Wat me opviel tijdens het lezen van Walt Disney’s biografie is dat hij altijd direct nieuwe technologieën in de entertainmentwereld uitprobeerde.
Disney hoopte op een first movers’ advantage.
Neem bijvoorbeeld dit citaat over animatie in de jaren twintig:
But to the go-getter in Walt, and to the Disney in him, animation had another appeal. It was a way to make his mark since, unlike newspaper cartooning, animation was something that Walt thought he might do better than anyone else because so few people at the time were doing it and so few people had any expertise in it, and the idea of being the best, the most noted, clearly appealed to him.

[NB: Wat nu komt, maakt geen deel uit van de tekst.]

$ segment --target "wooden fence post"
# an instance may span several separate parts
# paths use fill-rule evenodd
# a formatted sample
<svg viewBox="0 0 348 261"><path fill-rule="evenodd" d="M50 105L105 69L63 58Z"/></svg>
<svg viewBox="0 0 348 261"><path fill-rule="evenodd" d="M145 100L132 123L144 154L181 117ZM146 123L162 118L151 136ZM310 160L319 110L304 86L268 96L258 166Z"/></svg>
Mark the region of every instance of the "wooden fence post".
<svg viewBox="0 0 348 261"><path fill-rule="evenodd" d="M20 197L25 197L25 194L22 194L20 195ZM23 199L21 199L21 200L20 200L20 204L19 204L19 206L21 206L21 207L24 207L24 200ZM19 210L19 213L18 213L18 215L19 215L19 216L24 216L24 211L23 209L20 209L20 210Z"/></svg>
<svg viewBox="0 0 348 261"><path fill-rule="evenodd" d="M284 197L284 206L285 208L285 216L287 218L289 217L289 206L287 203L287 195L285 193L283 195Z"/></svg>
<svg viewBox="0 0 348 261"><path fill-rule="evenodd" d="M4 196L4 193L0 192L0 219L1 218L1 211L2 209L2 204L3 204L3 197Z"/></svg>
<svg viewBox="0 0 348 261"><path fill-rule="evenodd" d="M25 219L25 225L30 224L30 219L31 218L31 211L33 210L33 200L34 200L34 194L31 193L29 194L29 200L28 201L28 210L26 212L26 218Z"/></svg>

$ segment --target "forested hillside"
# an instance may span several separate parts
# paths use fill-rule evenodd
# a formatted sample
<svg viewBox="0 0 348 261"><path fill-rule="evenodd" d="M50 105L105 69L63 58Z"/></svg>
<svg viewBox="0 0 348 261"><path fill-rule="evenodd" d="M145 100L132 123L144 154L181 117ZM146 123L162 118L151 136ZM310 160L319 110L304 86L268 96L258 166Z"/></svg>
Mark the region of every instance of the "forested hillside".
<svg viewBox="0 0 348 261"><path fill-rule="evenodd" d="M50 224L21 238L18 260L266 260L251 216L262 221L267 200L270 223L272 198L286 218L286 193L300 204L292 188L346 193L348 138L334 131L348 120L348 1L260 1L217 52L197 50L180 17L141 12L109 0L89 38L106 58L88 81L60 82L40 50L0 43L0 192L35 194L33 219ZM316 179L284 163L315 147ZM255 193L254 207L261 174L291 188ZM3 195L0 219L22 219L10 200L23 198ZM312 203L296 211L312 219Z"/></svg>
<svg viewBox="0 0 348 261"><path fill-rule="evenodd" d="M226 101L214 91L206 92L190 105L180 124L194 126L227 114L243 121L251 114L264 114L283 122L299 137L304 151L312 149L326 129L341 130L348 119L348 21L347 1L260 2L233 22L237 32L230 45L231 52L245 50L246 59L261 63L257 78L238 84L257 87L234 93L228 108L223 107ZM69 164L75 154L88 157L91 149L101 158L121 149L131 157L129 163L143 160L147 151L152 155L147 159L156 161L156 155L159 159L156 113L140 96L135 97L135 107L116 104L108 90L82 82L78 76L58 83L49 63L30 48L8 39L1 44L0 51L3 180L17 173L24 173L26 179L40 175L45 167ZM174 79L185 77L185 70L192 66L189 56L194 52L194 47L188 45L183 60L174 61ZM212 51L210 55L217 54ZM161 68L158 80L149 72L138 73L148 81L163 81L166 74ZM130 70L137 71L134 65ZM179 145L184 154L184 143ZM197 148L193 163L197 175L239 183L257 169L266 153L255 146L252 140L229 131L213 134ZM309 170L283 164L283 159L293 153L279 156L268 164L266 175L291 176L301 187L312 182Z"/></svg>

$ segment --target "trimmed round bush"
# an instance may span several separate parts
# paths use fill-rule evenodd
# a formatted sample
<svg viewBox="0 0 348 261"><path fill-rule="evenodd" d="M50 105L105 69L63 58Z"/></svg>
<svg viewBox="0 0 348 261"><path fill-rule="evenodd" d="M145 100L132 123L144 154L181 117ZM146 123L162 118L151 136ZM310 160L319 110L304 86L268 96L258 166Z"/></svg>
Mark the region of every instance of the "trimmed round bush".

Een decennium later met kleurenanimaties, ook al was het veel duurder:
Roy [zijn broer en zakenpartner, EJP] was adamantly opposed and asked others to dissuade Walt, but Walt was not to be dissuaded, arguing that color cartoons would have a longer life than black-and-whites. “I found out the people who live with figures as a rule, it’s postmortem, it’s never ahead, it’s always what happened,” Walt would say dismissively of Roy’s objections. “Well, in my particular end I was always ahead.”
Ook dook Walt Disney meteen op televisie. Ook al was het een gloednieuwe technologie die zich nog moest bewijzen, hij nam het meteen mee in contractonderhandelingen:
Walt Disney had been fascinated by television at least since the mid-1930s, when he had gone to Camden, New Jersey, to see a demonstration of the new medium by RCA head David Sarnoff. When he decided to terminate his distribution agreement with United Artists at the same time and sign instead with RKO, one of the sticking points had been television rights. Walt demanded that the studio retain them. Over the years he had only seemed more prescient, and his interest had only intensified.
Waar andere filmbonzen televisie als bedreiging zagen, bespeurde Disney potentie:
As Walt saw it—and he was largely alone among film executives in this respect—television was not the enemy of the motion picture; it was its ally. It might have the effect of killing off the B-movie, he told The New York Times, but it would help advertise movies, he believed, and he intended to “take full advantage of its potential to create a new motion picture audience and to encourage the fullest box office patronage of our forthcoming pictures.”
Je ziet het resultaat linksboven in het geweldige Disney-model uit 1957 terug:
Een hedendaagse interpretatie
Zoek je naar een hedendaagse interpretatie van Disney’s vaardigheid?
Volg dan Gary Vaynerchuck. Deze mediagoeroe is geobsedeerd door netwerken waar je nog organische groei kunt bereiken. Hij had gelijk over Twitter. Hij had gelijk over Instagram. En over Shopify.
De laatste paar maanden heeft hij het over TikTok. Daarom ben ik daar ook begonnen met het delen van video’s.
Het is nog vroeg op TikTok
Wat TikTok in deze vroege fase heel aantrekkelijk maakt voor nieuwe makers is dat een video uit het niets heel populair kan worden.
Dat komt omdat het algoritme aan elke gebruiker op de ‘For You’-tab videos presenteert die heel goed bij hun individuele smaak past. Daar kan ook een video tussenzitten van iemand met slechts een paar volgers.
Daardoor heeft TikTok in vergelijking met volgers-gedreven netwerken als Instagram een redelijk level playing field.
Zulk organisch bereik vind je op andere netwerken bijna niet meer (naast misschien artikelen op LinkedIn en Reels op Instagram).
Dat wilde ik wel eens ondervinden. Thomas Elias gaf het definitieve zetje in een brainstorm over POM. Daarom ga ik deze zomer fragmenten uit mijn podcasts POM en Jonge Jaren delen op TikTok. Kijken wat er gebeurt. Als het werkt, ga ik ermee door.
Eerste observatie: ik dacht late to the game te zijn, maar ik zie vrijwel geen mensen uit dezelfde bubbel als ik die video’s op TikTok plaatsen (Roel Maalderink als aangename uitzondering). Dus volgens mij is het voor TikTok in Nederland nog steeds vroeg. Gen-Z en jonger zit er, de rest lijkt nog te moeten volgen.